Benar saja, Mevin―ada disana dengan kondisi yang lebih baik saat ini. Lea menatap senyuman yang terlihat di depannya kala itu, air matanya tumpah saat ia merapalkan kalimat “Ini bukan mimpi kan? Anak Mama udah mulai sembuh kan?” kata Lea sambil menangkup kedua pipi Mevin, keduanya sudah saling berhadapan sekarang. Lea berulang kali menatap Jeremy dan Mevin bergantian.

Gift for you, our son, Mevin.” Jeremy tersenyum menatap Lea.

Hati Lea berdesir haru, penuh sesak dengan rasa bahagia.

“Mama,” ujar Mevin sekali lagi. Tanpa kata Lea memeluk Mevin saat itu. Mevin juga tidak bisa membendung beberapa butiran kristal yang sudah tumpah tanpa komando begitu memeluk Mamanya. Jeremy yang ada disana pun merasa terharu menyaksikan keduanya merengkuh nestapa yang kini melebur dalam satu peluk bersama―hanya air mata bahagia yang berbicara.

Kasih sayang seorang ibu lebur dalam dekap dan derai air mata. Sepenuh-penuhnya cinta yang Lea dan Jeremy berikan tak bisa dipungkiri cinta dari Lea sebagai sosok ibu yang merawat Mevin juga tak terhingga. Saat itu juga Mevin berkata dalam pelukan Lea, “maaf Mevin ngerepotin mama, maaf kalau Mevin bikin mama sakit dengan sikap Mevin selama sakit. Ma, walaupun Mevin bukan anak kandung Mama, sakit rasanya lihat Mama ikut sakit, hancur rasanya lihat Mama nangis. Mevin sayang Mama Lea.”

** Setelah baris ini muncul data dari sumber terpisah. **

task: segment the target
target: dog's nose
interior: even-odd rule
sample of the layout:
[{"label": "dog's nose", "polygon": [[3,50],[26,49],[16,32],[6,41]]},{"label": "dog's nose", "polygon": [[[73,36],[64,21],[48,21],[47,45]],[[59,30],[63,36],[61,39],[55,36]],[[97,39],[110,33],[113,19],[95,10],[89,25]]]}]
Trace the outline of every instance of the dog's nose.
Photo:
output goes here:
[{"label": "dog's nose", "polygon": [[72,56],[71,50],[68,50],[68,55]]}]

Saat itu Lea menangis sejadinya, tidak bisa berkata-kata hanya bisa mengangguk beberapa kali sambil mencium pipi anaknya berulang kali dan terus memeluk Mevin erat―sungguh, ia tidak menyangka salah satu hal yang membelenggu Mevin bisa lepas, meski belum sempurna, sudah ada kemajuan di kondisi Mevin. Sebenar-benarnya dan senyaman-nyamannya tempat Mevin pulang dan rumah adalah keluarga ini. Namun mereka kembali direkatkan dan diberi sebuah berkat dimana kemajuan keadaan Mevin sudah terlihat sekarang, asa dan harap Lea dan Jeremy titipkan disetiap pejam agar Mevin kembali pulih seperti semula.